Dalam Undang-Undang Nomor 2 tahun 2008 tentang Parpol menyebutkan bahwa parpol wajib melakukan seleksi caleg secara terbuka dan melawati proses uji publik.
“Jika 3 tahapan ini tidak dilakukan semua parpol maka potensi yang akan terjadi adalah pasif dan tidak produktifnya dpr/dprd terpilih dlm memperjuangan kepentingan publik,” tandasnya.
Potensi yang terjadi adalah DPR/DPRD yang terpilih hanya memanfaatkan jabatan untuk kepentingan ekonomi dan kekuasaan.
Mereka hanya hadir, absen lalu pulang dan terima tunjagan dari uang rakayat setiap bulannya.
Pengalaman hasil pemilu 2019 masih terdapat anggota DPRD yang jarang hadir apalagi memberikan pendapat saat pembahasan rancangan kebijakan seperti ranperda ataupun kebijakan anggaran dan rencana kegiatan dalam APBD.
Belum banyak yang berani berbicara lantang mementang kebijakan pemerintah yang tidak berpihak pada rakyat.
Sebagian besar DPR/DPRD yang tidak produktif disebabkan karena kelalaian parpol dalam proses seleksi calon.
“Sebagian besar calon bukanlah kader, tapi tiba-tiba mendapatkan mendapat KTA untuk syarat pencalonan.
“Liando menilai, sebagian besar parpol lebih mengejar jumlah kursi ketimbang mengedepankan kapasitas calon.

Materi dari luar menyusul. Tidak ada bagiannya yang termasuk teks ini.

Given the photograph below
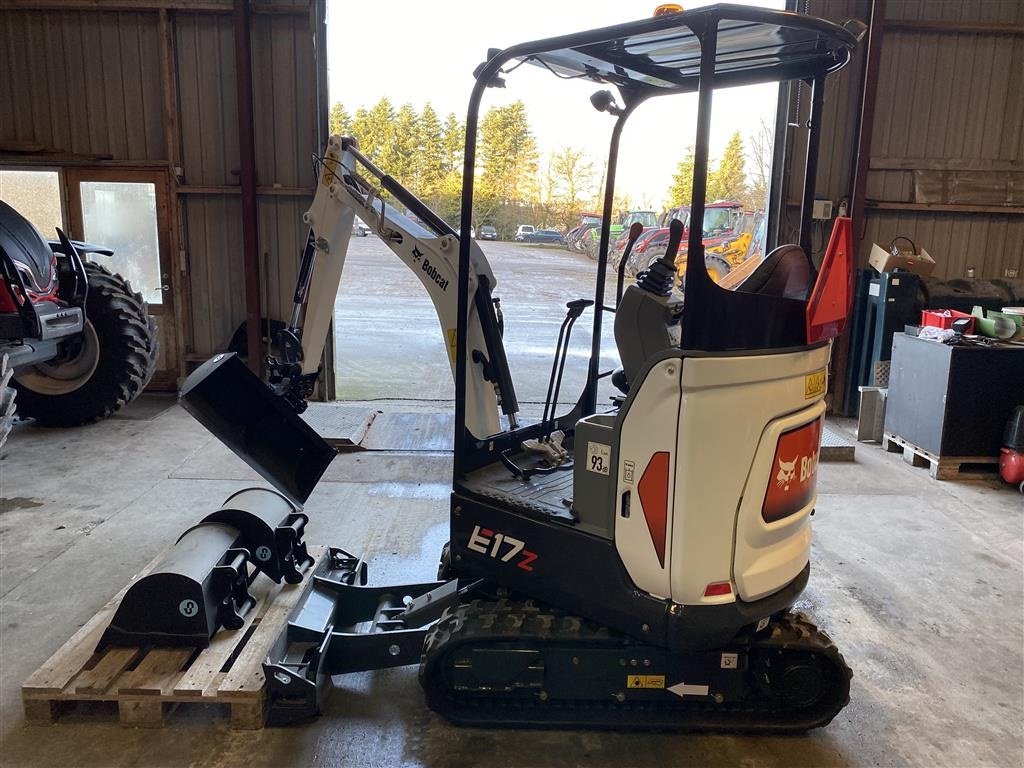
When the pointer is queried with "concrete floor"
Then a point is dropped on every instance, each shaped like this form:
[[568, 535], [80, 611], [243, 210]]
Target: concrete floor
[[920, 583]]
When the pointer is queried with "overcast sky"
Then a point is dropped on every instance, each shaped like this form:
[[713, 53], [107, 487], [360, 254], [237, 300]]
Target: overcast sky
[[419, 51]]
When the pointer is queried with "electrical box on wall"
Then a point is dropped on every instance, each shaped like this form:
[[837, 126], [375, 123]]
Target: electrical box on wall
[[821, 210]]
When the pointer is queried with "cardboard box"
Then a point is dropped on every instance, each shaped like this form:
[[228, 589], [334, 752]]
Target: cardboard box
[[885, 261]]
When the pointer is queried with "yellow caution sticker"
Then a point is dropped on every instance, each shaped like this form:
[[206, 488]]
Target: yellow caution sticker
[[645, 681], [814, 384], [331, 164], [452, 343]]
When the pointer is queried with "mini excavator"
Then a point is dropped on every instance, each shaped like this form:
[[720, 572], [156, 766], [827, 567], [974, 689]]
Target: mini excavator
[[633, 565]]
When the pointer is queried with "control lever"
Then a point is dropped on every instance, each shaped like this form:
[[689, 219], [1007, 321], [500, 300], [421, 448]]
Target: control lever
[[659, 276], [636, 228], [675, 238], [549, 443]]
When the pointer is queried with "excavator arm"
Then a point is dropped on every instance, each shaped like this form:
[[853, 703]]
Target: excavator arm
[[350, 184]]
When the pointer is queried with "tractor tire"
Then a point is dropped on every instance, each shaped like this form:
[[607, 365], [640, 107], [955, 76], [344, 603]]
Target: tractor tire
[[7, 404], [116, 358]]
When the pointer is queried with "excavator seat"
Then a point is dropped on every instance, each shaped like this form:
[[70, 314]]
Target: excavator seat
[[783, 272]]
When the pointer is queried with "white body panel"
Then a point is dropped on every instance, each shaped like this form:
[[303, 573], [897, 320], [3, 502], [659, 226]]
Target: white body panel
[[433, 259], [770, 554], [650, 426], [727, 403]]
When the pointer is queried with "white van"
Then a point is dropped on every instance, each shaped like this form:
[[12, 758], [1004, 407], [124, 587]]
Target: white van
[[523, 230]]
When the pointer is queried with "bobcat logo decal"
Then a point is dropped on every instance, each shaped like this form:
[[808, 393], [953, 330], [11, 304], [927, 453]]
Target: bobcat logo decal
[[786, 471]]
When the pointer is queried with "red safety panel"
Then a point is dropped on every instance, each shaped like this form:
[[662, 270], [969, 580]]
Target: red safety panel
[[829, 303], [653, 489]]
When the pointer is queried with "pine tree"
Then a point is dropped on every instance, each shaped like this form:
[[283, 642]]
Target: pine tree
[[729, 179], [375, 131], [506, 155], [682, 181], [400, 156], [430, 162], [453, 142]]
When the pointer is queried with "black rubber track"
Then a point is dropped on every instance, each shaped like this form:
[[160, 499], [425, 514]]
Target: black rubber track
[[7, 403], [531, 626], [128, 351]]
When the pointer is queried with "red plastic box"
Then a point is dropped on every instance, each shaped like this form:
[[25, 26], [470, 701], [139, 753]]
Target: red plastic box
[[944, 318]]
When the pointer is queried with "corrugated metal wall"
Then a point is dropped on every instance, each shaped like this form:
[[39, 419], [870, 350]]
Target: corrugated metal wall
[[88, 83], [948, 121]]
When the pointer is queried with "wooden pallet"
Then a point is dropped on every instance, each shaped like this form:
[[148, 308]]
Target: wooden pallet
[[939, 467], [145, 683]]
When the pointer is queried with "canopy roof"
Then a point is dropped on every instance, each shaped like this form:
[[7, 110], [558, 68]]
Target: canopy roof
[[663, 54]]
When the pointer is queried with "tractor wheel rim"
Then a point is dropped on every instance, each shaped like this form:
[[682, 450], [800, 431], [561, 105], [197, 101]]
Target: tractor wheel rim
[[67, 376]]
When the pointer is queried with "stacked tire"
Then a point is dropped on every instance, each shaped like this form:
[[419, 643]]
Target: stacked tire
[[120, 351]]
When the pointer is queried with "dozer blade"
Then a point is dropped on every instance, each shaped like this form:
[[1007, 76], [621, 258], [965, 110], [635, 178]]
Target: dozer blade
[[260, 427]]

Apalagi jumlah kursi mempengaruhi kekuasaan parpol itui baik di pusat maupun di daerah,” tandasnya.
Semakin banyak kursi, maka semakin kuat bergaining position atau mendapatkan banyak jabatan. Parpol juga berusaha mencari banyak kursi agar makin mahal dalam penawaran untuk memenuhi ambang batas pencalonan pilkada.

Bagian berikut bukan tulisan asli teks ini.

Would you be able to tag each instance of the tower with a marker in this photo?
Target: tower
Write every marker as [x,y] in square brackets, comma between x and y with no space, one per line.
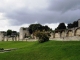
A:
[78,22]
[24,32]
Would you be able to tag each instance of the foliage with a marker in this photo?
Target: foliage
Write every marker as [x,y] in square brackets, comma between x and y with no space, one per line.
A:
[72,25]
[1,48]
[9,32]
[42,36]
[61,26]
[38,27]
[52,50]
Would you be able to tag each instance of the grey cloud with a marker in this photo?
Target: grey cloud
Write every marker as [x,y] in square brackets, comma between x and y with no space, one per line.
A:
[64,5]
[53,14]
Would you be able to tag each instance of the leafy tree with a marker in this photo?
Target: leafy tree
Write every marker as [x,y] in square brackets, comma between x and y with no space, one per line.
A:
[74,24]
[38,27]
[61,26]
[9,32]
[42,36]
[70,25]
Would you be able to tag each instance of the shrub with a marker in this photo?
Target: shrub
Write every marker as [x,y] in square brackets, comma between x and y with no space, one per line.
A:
[42,37]
[1,48]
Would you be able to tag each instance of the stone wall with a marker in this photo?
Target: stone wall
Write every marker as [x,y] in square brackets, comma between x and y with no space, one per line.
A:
[24,32]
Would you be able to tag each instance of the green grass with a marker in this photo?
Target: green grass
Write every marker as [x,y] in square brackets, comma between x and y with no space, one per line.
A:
[52,50]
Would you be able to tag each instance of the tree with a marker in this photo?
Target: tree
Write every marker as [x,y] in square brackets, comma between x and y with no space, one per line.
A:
[34,27]
[38,27]
[61,26]
[9,32]
[73,25]
[70,25]
[42,36]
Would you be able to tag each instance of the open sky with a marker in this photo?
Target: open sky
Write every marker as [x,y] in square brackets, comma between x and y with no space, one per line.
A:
[21,13]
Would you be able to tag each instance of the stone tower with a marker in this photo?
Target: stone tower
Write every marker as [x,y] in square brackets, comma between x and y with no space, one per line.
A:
[24,33]
[2,35]
[78,22]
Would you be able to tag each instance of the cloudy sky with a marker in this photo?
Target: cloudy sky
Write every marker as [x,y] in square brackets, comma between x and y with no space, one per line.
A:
[21,13]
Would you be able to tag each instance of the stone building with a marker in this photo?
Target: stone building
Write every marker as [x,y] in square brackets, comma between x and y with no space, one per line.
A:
[24,33]
[68,34]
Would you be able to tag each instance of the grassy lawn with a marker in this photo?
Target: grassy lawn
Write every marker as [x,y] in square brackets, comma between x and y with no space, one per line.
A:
[52,50]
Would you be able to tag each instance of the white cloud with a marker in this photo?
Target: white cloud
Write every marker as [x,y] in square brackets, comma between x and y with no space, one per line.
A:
[52,25]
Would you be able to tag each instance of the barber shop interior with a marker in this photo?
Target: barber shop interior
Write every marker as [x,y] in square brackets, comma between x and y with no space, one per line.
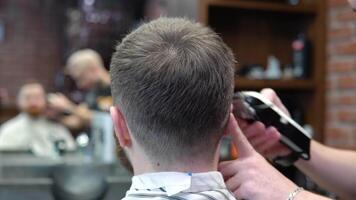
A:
[178,99]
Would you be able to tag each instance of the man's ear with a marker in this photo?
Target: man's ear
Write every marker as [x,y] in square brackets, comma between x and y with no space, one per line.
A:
[120,126]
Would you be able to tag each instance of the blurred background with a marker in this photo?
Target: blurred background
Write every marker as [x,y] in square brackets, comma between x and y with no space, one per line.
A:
[304,49]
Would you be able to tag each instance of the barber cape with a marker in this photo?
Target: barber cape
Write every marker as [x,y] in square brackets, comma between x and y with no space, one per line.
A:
[24,133]
[179,186]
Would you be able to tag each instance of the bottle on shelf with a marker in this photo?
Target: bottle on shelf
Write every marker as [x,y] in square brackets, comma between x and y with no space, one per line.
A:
[301,56]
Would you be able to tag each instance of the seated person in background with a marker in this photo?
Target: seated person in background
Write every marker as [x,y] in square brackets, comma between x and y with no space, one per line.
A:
[172,84]
[30,130]
[87,69]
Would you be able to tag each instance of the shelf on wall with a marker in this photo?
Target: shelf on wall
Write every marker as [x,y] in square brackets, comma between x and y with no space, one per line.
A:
[265,6]
[256,84]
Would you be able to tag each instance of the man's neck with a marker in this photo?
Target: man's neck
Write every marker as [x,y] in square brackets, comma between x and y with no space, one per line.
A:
[143,165]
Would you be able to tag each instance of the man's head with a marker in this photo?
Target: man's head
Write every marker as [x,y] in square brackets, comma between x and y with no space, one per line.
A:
[85,66]
[32,99]
[353,4]
[172,84]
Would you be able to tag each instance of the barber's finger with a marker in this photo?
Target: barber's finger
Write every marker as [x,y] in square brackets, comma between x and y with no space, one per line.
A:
[244,148]
[242,123]
[272,96]
[278,150]
[268,144]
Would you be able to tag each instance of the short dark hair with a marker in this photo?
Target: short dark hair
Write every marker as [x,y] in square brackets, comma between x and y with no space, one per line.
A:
[173,81]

“Kursi kerap dilelang kepada calon yang berminat. Jadi semakin banyak kursi, maka semakin tinggi pendapatan dari calon. Jika parpol tidak siap maka Pemilu tidak akan bemranfaat apa-apa bagi rakyat tetapi kesempatan elit-elit parpol memndapatkan nafkah hidup dari kekuasaan yang melekat,” ujarnya.
Jadi jika Parpol hanya mengusung calon kader instan akan merugikan konstituen yang seharusnya diwakilinya.